Zürich (awp) - Die Bankenregulierung muss laut SNB-Vizepräsident Martin Schlegel so ausgestaltet werden, dass das Risiko einer Grossbank für die Schweiz tragbar sei. Zentral sei allerdings nicht nur die Grösse der Bank, sondern welches Geschäftsmodell sie habe und welches Risiko dieses Modell berge, sagte Schlegel in einem am Donnerstag veröffentlichten Interview mit der "Finanz und Wirtschaft".

Unbestritten sei, dass es Anpassungen des Too-big-to-fail-Regimes brauche, sagte Schlegel. Nun müsse abgewartet werden, was im Bericht des Bundesrates stehe. "Es muss das Ziel sein, die UBS abwickeln zu können", bekräftigte der SNB-Vizepräsident, der als möglicher Nachfolger des abtretenden SNB-Präsidenten Thomas Jordan gilt.

Kapital muss Verluste abfangen

Ziel der Regulierung sei, dass Banken widerstandsfähiger würden, betonte Schlegel. Das umfasse sowohl eine "robuste Kapitalisierung" als auch eine verbesserte Liquiditätsvorsorge.

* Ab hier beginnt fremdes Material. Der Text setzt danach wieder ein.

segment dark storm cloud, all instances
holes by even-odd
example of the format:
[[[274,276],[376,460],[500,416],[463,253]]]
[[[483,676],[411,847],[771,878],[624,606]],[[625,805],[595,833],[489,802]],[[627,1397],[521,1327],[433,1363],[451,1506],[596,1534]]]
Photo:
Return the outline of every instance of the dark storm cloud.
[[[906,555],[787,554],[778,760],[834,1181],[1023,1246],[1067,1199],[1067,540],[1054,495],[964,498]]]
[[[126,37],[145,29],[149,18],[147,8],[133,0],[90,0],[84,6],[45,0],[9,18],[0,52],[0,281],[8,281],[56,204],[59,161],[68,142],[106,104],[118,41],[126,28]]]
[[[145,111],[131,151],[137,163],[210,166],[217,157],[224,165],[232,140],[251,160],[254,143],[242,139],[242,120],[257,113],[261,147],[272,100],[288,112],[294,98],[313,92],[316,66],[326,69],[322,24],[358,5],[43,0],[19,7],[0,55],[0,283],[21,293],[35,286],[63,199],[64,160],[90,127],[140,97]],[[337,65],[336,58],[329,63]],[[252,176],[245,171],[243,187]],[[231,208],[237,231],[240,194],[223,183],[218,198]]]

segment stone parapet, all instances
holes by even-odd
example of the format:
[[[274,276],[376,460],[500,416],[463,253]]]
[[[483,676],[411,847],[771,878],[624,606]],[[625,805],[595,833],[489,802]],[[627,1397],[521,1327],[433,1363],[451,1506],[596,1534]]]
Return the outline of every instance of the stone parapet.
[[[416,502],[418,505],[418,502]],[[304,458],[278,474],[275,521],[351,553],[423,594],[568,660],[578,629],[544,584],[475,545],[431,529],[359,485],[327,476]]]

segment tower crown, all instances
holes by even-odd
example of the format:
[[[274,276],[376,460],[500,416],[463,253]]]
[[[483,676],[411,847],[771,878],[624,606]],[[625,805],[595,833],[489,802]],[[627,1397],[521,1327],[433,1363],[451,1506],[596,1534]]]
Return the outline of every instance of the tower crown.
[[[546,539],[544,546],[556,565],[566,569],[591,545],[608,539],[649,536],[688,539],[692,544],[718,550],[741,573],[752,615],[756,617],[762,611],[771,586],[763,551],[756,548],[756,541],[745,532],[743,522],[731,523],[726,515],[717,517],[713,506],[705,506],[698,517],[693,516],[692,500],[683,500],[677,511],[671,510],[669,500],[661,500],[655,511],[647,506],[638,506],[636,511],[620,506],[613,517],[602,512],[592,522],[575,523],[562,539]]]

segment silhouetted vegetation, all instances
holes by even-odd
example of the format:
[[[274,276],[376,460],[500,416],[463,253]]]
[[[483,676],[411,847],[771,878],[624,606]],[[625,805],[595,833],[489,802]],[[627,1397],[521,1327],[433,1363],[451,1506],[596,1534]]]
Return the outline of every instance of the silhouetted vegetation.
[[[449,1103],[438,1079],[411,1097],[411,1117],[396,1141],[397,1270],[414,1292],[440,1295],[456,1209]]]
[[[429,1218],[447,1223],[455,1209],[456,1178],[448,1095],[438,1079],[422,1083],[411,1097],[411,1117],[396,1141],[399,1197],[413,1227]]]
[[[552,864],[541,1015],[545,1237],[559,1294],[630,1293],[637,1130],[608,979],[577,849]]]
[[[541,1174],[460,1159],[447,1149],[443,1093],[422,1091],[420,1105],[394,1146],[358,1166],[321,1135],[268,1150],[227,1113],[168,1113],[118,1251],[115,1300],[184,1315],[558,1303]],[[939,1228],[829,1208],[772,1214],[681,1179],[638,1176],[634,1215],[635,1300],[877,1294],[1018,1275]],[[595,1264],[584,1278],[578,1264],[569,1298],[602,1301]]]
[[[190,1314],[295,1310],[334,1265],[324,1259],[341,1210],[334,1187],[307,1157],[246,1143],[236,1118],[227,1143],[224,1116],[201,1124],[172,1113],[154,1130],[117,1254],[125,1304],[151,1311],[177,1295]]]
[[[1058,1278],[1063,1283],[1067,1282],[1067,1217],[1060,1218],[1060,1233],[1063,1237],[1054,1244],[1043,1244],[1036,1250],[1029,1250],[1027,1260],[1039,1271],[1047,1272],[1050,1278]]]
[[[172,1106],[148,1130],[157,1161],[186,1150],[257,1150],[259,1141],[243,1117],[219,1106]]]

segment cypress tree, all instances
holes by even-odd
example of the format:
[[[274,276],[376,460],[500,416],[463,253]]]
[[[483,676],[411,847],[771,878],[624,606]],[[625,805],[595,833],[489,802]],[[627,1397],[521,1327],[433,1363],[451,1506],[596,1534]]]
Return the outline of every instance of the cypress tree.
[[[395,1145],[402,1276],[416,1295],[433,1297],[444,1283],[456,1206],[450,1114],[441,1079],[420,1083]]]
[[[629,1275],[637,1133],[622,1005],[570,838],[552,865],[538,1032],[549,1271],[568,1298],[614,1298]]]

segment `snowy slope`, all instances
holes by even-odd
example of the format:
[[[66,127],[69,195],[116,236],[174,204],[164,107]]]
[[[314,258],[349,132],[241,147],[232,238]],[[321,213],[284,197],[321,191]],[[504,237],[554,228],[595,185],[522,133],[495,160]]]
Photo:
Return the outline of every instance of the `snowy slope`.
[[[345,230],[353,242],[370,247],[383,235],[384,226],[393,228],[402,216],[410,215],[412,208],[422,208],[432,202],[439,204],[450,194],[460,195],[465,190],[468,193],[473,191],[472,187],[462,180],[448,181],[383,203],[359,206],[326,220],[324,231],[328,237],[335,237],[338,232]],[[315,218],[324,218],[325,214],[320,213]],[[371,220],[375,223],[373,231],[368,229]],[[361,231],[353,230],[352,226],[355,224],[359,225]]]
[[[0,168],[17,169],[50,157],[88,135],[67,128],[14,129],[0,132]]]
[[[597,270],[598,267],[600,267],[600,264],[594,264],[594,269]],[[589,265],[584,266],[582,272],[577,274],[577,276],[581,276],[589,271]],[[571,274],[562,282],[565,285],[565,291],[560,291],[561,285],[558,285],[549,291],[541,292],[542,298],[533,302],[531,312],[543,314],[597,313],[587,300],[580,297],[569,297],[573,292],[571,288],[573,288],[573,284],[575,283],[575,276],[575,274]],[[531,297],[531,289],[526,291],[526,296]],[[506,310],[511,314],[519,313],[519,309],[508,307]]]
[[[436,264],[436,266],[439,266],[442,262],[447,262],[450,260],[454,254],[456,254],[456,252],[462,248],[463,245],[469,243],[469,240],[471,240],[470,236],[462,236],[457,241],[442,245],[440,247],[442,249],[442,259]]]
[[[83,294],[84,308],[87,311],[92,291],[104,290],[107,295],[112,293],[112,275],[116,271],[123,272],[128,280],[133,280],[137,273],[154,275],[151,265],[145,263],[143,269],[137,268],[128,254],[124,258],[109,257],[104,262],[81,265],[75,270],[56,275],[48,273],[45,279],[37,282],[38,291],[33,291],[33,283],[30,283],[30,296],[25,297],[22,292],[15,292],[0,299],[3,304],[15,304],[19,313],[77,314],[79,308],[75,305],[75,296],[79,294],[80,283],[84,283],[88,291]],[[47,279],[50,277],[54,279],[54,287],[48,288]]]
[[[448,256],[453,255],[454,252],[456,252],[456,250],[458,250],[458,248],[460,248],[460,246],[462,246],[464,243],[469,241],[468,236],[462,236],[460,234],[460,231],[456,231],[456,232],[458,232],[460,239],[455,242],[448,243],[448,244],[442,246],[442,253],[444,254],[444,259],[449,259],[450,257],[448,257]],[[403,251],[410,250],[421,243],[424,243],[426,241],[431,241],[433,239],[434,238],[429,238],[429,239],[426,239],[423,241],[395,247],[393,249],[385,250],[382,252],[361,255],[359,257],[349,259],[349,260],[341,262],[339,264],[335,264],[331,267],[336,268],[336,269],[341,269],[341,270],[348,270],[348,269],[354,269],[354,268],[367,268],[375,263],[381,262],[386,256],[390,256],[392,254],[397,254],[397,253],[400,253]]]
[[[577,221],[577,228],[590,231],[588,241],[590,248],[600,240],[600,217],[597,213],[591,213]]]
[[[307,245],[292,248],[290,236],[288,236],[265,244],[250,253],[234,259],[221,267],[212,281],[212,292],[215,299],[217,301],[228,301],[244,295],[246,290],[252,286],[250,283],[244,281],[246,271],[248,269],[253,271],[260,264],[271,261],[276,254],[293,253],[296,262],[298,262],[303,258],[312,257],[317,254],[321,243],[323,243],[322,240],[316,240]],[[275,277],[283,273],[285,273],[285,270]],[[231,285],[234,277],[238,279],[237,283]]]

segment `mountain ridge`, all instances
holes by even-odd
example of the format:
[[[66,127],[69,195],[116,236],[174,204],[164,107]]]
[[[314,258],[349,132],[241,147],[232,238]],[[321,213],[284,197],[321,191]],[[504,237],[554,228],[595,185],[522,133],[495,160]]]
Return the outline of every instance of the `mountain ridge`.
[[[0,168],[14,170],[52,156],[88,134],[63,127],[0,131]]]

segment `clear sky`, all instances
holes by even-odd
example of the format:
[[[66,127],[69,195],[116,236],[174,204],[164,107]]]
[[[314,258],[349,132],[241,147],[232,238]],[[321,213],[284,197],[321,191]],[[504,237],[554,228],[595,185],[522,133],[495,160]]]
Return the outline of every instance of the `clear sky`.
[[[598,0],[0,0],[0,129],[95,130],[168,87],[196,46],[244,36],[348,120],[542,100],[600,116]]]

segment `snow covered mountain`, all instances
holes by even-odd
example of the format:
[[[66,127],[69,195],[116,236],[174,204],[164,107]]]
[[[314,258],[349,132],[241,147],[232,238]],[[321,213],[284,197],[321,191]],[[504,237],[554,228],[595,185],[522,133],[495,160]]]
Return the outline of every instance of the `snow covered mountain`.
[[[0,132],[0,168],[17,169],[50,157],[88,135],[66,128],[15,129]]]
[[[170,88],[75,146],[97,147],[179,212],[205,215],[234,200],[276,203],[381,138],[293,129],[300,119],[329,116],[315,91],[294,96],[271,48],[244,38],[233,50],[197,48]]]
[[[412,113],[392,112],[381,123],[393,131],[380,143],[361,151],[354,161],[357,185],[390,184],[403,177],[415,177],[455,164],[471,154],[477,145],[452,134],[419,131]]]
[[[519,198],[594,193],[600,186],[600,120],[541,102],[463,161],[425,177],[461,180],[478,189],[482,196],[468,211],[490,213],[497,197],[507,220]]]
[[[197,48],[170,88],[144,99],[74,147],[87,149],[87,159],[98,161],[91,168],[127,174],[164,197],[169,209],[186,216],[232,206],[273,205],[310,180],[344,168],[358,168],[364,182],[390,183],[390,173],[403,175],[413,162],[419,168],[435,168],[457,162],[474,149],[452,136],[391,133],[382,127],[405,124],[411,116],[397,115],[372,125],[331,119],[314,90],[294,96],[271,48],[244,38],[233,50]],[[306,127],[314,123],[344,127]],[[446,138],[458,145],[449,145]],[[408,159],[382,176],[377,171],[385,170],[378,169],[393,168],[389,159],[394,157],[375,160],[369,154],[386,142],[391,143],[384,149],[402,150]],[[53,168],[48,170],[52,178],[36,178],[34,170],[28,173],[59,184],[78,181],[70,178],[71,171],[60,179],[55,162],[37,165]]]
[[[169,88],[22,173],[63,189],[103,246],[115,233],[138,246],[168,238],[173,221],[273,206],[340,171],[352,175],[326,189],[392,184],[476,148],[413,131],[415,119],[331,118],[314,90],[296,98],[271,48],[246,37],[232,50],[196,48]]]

Um auf "Liquiditätsstress" besser vorbereitet zu sein, sollten die Banken Sicherheiten vorbereiten, für den Fall, dass sie von uns Liquidität benötigen. "Typischerweise sind dies Hypotheken, da sie den grössten Teil der Aktiven von Schweizer Banken ausmachen."

Zu Frage, ob es eine deutliche Erhöhung der Kapitalanforderungen an die Grossbank UBS brauche, gab sich Schlegel bedeckt. "Wir sagen zum jetzigen Zeitpunkt nicht, dass es mehr Kapital braucht. Das muss erst vertieft analysiert werden." Das Eigenkapital der Banken solle aber so gestaltet werden, dass es Verluste besser abfangen könne. "Wichtig ist, dass qualitativ und quantitativ ausreichend Kapital vorhanden ist."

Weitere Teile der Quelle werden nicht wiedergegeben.